世界最悪か、今年ベネズエラで一日当たり77人殺される

 ベネスエラのNGO「ベネスエラ暴力監視」(OVV)は12月28日、今年同国で2万7875人が殺された、と発表した。1日当たり77人強。人口10万人当たり90人で、OVVは「オンドゥーラス(ホンジュラス)を抜き世界最悪になったもよう」と指摘した。去年は2万4980人だった。

 マドゥーロ政権は今年半ばから、カラカス市周辺の山麓などにあるバリオ(低所得者居住地域)で暴力集団を取締まる「住民解放作戦」を続けてきた。OVVは、殺された者には治安部隊に抵抗して射殺された者が多く、「作戦」はかえって暴力を助長してきた、と批判した。

 検察庁は、去年の殺人事件発生率は10万人当たり64人だったと認めているが、OVV集計の今年の殺人事件数は大げさだとして認めていない。これについてOVVは、検察は法的に殺人事件として処理された件数しか数えていない、と反論している。
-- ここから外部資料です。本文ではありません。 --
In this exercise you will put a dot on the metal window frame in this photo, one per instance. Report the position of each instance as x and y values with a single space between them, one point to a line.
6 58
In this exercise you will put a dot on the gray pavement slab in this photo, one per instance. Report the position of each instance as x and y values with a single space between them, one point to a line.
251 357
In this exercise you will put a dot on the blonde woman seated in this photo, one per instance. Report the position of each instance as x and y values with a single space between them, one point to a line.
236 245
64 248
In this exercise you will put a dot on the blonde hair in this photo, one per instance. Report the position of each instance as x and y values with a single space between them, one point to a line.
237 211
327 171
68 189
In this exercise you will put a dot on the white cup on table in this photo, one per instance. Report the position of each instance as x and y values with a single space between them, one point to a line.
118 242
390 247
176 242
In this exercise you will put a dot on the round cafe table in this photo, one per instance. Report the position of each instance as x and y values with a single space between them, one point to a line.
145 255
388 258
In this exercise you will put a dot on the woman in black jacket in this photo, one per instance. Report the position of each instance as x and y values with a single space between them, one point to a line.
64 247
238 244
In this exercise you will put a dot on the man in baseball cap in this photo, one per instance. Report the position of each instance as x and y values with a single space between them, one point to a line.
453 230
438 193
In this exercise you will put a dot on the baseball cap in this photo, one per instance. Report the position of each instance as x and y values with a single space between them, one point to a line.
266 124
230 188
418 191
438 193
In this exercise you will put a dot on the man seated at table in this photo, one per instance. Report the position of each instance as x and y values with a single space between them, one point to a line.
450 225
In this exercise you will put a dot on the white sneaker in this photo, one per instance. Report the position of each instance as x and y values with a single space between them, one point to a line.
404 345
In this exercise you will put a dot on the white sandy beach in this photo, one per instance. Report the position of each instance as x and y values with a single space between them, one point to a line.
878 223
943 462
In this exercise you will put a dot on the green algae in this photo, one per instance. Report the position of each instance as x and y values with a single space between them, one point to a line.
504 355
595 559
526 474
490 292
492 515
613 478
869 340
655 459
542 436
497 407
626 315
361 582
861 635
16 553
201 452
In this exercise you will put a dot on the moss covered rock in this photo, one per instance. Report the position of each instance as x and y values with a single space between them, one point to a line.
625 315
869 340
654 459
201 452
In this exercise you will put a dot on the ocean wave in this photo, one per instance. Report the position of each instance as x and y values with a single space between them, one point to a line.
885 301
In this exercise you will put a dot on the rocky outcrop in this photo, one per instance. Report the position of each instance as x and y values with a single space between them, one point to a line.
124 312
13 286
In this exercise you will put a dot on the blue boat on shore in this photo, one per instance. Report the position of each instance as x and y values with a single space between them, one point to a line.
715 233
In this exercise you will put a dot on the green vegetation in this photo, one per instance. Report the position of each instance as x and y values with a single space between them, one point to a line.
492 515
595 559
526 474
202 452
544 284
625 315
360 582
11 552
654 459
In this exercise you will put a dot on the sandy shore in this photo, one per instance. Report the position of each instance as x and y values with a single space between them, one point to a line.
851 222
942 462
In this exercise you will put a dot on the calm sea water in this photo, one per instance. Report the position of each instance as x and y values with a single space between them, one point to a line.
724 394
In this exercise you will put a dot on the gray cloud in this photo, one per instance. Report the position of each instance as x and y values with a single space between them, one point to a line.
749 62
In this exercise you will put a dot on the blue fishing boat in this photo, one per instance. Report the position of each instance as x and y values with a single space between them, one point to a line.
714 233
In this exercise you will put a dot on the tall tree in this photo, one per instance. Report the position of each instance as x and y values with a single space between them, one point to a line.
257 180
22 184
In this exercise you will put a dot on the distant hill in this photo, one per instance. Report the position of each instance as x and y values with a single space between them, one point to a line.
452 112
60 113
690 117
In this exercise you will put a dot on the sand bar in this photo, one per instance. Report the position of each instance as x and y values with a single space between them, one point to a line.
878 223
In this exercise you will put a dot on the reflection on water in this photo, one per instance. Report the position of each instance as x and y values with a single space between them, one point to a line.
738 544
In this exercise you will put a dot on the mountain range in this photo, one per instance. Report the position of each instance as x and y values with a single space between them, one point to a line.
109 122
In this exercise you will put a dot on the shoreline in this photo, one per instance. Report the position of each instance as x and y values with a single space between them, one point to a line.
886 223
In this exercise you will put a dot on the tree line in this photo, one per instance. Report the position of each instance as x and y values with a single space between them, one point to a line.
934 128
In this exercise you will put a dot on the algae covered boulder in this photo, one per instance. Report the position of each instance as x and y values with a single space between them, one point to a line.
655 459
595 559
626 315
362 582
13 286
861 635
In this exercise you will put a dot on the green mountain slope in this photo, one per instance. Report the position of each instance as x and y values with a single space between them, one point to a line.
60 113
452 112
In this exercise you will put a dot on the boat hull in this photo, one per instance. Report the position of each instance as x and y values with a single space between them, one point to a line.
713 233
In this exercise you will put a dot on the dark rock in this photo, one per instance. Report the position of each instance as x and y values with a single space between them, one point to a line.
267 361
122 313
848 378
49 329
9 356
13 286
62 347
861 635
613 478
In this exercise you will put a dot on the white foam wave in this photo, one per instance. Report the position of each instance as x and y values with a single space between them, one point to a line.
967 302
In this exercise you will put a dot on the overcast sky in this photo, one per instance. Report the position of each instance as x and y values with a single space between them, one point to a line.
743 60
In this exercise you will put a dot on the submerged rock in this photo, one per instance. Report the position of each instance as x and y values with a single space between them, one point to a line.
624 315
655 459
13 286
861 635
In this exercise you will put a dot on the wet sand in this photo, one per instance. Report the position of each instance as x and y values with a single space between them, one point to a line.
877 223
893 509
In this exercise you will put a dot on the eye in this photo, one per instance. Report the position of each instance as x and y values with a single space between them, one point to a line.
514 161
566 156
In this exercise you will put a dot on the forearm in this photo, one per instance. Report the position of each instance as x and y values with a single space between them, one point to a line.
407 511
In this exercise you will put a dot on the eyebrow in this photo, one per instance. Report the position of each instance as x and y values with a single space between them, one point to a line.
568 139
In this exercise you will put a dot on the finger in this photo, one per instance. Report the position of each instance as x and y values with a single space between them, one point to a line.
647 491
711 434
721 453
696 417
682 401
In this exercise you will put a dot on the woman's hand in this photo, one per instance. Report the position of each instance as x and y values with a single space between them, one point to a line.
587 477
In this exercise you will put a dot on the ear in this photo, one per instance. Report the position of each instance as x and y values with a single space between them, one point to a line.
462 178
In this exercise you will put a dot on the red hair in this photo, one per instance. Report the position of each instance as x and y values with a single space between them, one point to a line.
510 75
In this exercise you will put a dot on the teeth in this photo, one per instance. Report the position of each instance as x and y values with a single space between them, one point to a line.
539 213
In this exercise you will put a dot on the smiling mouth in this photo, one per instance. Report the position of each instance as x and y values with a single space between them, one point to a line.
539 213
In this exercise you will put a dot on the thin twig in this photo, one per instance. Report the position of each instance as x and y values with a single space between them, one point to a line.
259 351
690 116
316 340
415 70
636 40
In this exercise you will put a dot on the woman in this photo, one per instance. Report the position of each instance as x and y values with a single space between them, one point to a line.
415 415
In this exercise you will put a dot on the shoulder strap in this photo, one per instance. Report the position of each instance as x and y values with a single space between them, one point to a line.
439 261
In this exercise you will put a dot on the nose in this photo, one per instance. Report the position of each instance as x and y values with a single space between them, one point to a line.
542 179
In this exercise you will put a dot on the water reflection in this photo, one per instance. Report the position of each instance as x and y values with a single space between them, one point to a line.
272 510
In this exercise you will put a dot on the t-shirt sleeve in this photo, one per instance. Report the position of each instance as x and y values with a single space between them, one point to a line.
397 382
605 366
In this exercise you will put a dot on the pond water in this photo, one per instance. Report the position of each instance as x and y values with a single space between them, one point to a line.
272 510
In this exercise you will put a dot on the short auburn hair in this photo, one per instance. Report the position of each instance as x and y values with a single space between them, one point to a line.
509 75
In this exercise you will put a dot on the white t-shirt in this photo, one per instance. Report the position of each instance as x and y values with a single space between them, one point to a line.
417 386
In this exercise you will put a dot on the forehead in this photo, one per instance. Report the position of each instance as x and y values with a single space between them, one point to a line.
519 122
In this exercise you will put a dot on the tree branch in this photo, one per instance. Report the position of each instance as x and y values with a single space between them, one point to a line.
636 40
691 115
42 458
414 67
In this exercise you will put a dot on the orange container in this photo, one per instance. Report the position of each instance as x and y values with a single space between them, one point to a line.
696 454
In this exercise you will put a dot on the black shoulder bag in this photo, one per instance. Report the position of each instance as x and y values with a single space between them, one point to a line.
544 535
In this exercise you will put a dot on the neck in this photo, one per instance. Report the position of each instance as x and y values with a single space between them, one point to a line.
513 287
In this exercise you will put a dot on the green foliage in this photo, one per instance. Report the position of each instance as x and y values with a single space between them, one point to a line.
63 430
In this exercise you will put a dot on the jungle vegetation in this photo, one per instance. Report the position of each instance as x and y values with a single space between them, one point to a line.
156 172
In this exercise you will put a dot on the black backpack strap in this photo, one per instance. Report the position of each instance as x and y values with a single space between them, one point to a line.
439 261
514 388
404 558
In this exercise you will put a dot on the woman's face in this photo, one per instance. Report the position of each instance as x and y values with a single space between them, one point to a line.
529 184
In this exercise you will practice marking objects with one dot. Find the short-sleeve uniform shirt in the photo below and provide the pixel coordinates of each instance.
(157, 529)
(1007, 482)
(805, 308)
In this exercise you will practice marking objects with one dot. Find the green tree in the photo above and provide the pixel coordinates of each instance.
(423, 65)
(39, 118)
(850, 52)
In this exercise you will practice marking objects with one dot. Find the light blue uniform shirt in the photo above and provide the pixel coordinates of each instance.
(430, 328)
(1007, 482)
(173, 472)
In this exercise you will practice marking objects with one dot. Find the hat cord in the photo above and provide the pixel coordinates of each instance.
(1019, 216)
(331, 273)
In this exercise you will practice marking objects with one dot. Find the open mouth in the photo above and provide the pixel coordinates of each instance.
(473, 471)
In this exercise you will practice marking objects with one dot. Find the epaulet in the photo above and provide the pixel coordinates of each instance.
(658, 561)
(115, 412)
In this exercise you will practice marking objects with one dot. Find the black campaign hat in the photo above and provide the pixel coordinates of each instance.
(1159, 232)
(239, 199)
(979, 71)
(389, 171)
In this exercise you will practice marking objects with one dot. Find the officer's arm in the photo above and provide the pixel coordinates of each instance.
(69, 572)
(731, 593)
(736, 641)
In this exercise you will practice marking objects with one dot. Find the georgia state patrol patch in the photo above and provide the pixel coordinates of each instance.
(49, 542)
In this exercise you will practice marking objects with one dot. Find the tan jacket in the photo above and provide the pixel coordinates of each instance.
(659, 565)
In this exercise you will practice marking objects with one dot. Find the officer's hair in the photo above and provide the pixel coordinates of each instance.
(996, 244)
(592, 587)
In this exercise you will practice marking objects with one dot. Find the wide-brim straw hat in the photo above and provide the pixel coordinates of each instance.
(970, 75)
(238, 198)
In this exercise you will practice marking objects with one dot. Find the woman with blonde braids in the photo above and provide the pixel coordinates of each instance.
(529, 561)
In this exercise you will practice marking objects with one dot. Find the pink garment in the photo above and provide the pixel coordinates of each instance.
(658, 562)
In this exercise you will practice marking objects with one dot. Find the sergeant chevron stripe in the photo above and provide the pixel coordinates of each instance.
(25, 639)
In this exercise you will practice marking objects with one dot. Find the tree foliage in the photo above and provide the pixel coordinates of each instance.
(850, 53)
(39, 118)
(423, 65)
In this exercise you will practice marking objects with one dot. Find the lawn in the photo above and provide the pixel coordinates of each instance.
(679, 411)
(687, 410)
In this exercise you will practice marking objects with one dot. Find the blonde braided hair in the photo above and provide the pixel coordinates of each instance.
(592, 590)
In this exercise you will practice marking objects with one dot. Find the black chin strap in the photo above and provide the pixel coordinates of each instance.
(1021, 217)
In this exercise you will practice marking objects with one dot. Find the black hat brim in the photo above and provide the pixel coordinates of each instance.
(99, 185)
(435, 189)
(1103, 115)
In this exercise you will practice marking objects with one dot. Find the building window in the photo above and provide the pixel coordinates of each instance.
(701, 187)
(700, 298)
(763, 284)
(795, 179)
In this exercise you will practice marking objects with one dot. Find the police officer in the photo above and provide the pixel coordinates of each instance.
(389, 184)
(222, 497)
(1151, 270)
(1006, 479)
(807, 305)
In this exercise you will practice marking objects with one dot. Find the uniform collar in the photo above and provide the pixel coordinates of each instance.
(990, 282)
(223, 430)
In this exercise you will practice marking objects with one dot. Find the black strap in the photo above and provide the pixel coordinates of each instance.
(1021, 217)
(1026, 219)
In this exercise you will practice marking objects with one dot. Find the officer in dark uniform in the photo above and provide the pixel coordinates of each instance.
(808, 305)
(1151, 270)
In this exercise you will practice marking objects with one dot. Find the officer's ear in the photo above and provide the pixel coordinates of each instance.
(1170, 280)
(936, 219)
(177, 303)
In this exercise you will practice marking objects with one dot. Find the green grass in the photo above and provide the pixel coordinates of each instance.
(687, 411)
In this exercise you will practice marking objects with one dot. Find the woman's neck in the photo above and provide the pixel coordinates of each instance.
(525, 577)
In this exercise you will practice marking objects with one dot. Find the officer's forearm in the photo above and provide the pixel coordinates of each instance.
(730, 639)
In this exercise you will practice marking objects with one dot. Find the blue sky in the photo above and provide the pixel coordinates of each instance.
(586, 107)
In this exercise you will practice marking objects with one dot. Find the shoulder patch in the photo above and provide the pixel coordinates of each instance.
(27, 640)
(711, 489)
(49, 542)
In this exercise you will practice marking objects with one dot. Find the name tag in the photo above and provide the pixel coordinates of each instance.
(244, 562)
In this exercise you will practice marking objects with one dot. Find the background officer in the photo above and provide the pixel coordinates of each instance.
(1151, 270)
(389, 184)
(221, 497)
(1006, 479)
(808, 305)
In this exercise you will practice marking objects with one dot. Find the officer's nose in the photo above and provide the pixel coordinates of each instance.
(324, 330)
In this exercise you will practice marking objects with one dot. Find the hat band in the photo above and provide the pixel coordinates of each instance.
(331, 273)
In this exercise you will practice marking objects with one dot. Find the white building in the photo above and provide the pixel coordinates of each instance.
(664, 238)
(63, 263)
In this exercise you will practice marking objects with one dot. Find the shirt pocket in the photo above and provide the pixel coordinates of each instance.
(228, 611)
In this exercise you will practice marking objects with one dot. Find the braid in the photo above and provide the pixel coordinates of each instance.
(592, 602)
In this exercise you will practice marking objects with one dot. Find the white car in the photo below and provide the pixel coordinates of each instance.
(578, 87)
 一方、1月5日開会する新国会で選出される野党連合MUDの議長候補の一人、ヘンリー・アルップは28日、ニコラース・マドゥーロ大統領の罷免の是非を問う国民投票を推進する、と述べた。憲法規定に基づき、同大統領が6年の任期の半分を経過する来年4月以降、罷免国民投票のための署名運動実施が可能になる。

 アルップは民主行動党(AD)指導者で、ミランダ州知事エンリケ・カプリーレス(元大統領候補)に代表されるMUD内の合憲活動派に属する。カプリーレスは自派の議長を出すことで、次期大統領選挙でMUD統一候補として新たに出馬するのを狙っている。

 これに対し、破壊活動扇動罪などで収監されているレオポルド・ロペスらMUD内極右勢力は、街頭暴力活動(グアリンバ)など非合法活動も否定しない反政府強硬姿勢を示している。